The Ball at Meryton by Bronwen Chisholm (reread)
This is my second reading of this Pride and Prejudice variation. My first was in 2015, and I believe it was one of the first few Jane Austen variations I ever read.
This story is a low-angst and yet touching variation, in which just after Mr. Darcy’s insult at the Meryton Assembly, Elizabeth feels more hurt than she lets on to anyone while she appears to laugh off the insult with her friends. She’s not as sure of herself as she would like, because of her mother’s constant comparisons between her and Jane. She feels a need for some fresh air, and walks outside. Not as safe an undertaking in Meryton, at night, as it would be if she were home at Longbourn. A male voice, and the reek of spirits catches her attention in the dark.

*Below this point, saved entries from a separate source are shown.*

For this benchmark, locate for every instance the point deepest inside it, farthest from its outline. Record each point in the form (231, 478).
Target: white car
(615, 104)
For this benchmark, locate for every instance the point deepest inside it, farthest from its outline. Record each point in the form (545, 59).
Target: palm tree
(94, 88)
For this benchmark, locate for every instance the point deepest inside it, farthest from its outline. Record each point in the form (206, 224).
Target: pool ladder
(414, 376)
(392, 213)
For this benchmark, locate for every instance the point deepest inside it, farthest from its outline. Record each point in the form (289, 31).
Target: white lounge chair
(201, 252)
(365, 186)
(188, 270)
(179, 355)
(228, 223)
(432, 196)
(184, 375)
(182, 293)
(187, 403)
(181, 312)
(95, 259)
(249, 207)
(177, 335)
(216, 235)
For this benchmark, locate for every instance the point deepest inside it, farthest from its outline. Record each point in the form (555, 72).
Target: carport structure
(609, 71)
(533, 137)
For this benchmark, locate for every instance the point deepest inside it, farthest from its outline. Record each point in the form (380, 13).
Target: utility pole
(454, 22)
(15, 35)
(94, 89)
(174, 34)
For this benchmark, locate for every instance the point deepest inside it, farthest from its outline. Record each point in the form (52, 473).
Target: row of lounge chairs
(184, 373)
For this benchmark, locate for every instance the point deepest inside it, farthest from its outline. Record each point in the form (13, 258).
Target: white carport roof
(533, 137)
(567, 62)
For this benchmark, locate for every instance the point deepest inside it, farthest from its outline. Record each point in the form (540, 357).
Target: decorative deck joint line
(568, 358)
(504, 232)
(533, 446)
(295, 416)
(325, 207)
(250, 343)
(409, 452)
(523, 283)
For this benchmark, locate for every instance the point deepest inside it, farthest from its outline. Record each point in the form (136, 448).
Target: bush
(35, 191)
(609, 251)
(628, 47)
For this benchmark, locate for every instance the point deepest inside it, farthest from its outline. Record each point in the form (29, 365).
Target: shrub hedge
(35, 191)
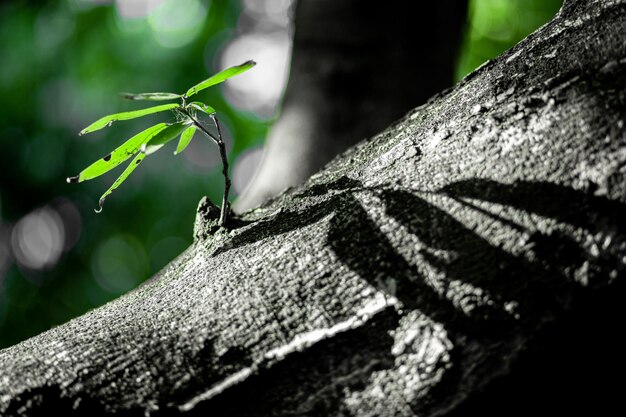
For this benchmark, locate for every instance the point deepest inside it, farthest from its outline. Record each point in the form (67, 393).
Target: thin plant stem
(222, 147)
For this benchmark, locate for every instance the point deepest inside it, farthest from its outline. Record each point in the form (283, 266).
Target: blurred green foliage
(496, 25)
(62, 64)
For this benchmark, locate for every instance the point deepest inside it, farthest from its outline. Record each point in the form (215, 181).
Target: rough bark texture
(356, 67)
(460, 263)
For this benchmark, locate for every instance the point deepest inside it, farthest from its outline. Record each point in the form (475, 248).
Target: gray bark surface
(357, 66)
(434, 269)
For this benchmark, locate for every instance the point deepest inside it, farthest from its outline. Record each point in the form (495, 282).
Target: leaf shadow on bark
(315, 381)
(539, 284)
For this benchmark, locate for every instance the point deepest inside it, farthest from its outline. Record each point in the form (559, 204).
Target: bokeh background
(63, 63)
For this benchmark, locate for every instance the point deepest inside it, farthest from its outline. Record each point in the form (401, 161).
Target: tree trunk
(469, 260)
(357, 66)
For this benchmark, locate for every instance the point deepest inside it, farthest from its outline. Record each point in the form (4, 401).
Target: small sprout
(155, 137)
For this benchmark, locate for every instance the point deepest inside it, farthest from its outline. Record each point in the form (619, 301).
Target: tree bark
(357, 66)
(469, 260)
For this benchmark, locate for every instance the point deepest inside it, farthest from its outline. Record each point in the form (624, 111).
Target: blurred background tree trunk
(468, 260)
(357, 66)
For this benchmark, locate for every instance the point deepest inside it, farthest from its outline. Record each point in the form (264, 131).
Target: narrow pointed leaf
(129, 169)
(151, 96)
(163, 137)
(185, 138)
(119, 155)
(202, 107)
(108, 120)
(220, 77)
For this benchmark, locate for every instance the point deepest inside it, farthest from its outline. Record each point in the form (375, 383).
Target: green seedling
(154, 138)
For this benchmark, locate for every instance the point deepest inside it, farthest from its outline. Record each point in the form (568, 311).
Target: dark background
(62, 65)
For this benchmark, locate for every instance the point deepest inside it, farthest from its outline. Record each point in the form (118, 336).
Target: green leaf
(163, 137)
(108, 120)
(119, 155)
(151, 96)
(129, 169)
(220, 77)
(202, 107)
(185, 138)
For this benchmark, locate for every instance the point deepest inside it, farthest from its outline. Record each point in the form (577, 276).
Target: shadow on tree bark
(540, 282)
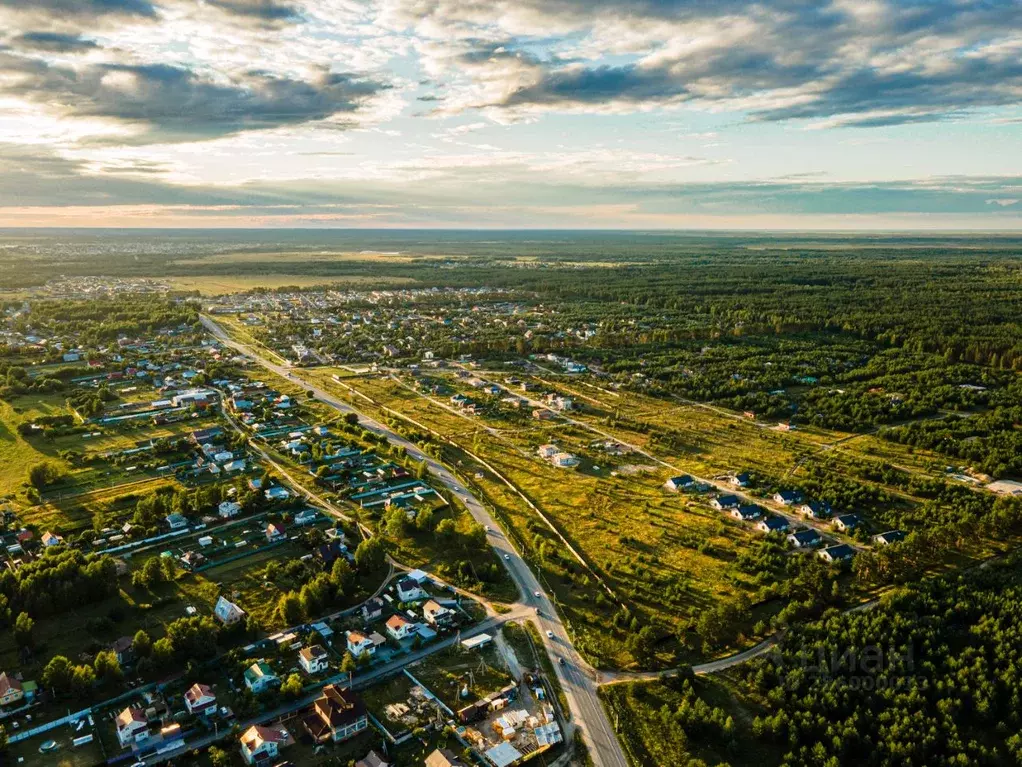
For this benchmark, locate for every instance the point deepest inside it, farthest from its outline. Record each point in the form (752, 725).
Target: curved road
(577, 680)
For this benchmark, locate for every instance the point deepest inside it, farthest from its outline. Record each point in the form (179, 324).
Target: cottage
(359, 643)
(261, 746)
(10, 689)
(436, 615)
(409, 590)
(260, 677)
(314, 660)
(747, 511)
(839, 552)
(787, 497)
(132, 726)
(199, 700)
(227, 612)
(816, 509)
(229, 509)
(399, 628)
(805, 538)
(773, 524)
(680, 483)
(891, 536)
(846, 523)
(337, 715)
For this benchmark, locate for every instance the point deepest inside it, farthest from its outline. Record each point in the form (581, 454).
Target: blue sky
(576, 114)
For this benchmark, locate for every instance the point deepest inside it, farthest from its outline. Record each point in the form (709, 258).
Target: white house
(228, 509)
(358, 643)
(399, 628)
(409, 590)
(132, 726)
(199, 700)
(262, 745)
(227, 612)
(314, 660)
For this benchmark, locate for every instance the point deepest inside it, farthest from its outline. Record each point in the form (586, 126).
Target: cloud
(167, 102)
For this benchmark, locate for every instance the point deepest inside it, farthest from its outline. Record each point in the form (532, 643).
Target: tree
(56, 675)
(106, 666)
(25, 628)
(370, 555)
(141, 645)
(291, 686)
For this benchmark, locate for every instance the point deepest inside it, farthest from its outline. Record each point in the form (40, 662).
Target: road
(577, 680)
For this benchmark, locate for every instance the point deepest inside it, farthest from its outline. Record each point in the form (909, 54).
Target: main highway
(577, 680)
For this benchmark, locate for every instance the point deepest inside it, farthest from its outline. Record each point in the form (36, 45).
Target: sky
(512, 114)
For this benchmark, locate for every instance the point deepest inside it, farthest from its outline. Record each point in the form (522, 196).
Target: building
(199, 700)
(229, 509)
(444, 758)
(680, 483)
(891, 536)
(436, 615)
(314, 660)
(10, 689)
(773, 524)
(726, 501)
(227, 612)
(840, 552)
(399, 628)
(260, 677)
(805, 538)
(337, 715)
(132, 726)
(359, 643)
(261, 746)
(409, 590)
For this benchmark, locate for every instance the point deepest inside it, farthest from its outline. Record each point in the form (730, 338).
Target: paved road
(577, 680)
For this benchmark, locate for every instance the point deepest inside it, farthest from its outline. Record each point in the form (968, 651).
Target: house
(680, 483)
(787, 497)
(773, 524)
(229, 509)
(10, 689)
(372, 759)
(816, 509)
(260, 677)
(747, 511)
(847, 523)
(741, 481)
(409, 590)
(277, 493)
(132, 726)
(337, 715)
(399, 628)
(372, 610)
(359, 643)
(805, 538)
(436, 615)
(261, 746)
(314, 660)
(177, 522)
(227, 612)
(199, 700)
(892, 536)
(837, 553)
(443, 758)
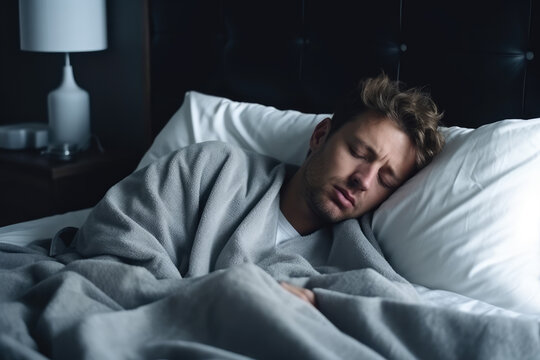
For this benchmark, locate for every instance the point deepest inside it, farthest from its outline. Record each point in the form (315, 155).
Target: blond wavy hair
(412, 110)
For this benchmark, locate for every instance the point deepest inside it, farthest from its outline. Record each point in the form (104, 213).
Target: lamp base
(69, 113)
(62, 152)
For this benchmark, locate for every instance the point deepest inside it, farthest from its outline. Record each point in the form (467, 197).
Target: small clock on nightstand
(34, 186)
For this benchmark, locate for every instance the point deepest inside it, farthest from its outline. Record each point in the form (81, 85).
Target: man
(211, 206)
(376, 140)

Mr. Darcy meanwhile realizes that he has let the recent changes in his sister in the aftermath of her near elopement cause him to be irritable and even more unsocial than usual. He realizes the young woman he insulted may have overheard, and he glances around for her, intending to apologize. But in order to avoid Miss Bingley, he decides to walk outside.
Elizabeth, after being accosted by a drunken man who tried to pull her into an alley and tore her dress, comes running in Mr. Darcy’s direction and nearly collides with him. Again with his mind still so much on his sister, he wants nothing more than to protect the young woman, and takes her at once into Bingley’s carriage and then home to Longbourn. There Mr. Bennet takes in the situation and realizes that in saving his daughter, Mr. Darcy has unwittingly also compromised her.
This is a thoughtful and sensitive variation on the classic story, and still resonates for me, even with eight years between my readings of it. Highly recommended.
Think of Me by Elizabeth Adams
This is part of the author’s Collection of Unusual Tales series of Pride and Prejudice variations. In it, Mr. Darcy is telepathic, to the extent that he hears others’ thoughts about him, and he’s more generally empathic in that he can sense others’ feelings, characters, and how honest they are. While his “gift” is not such a great gift from his point of view, it does get better once he arrives at Netherfield and meets Elizabeth Bennet. The book is written partly from his point of view and partly from Elizabeth’s, though it takes quite a while with the setup of the story before the two actually meet. No problem there, because it holds the reader’s interest just fine.
While I don’t find the romance very angsty or conflict-driven, it’s still romantic in that there’s definitely a lot going on here, and except for a disturbing event early on, and some very real fears about the war, it seems filled with humor, and with that special secret communication that sets characters apart. Darcy’s cousin Colonel Fitzwilliam plays a part in this story, as well as some new characters who aren’t from canon. There’s also some LGBTQA inclusion.
I’m a long-time fan of Anne McCaffrey’s Pern series, beginning with her award-winning Dragonflight, and in that series I always loved the telepathic interactions of the dragons. So this story feels just right to me. It’s not quite fantasy, so I’ll call it magical realism. However you want to categorize it, I recommend it.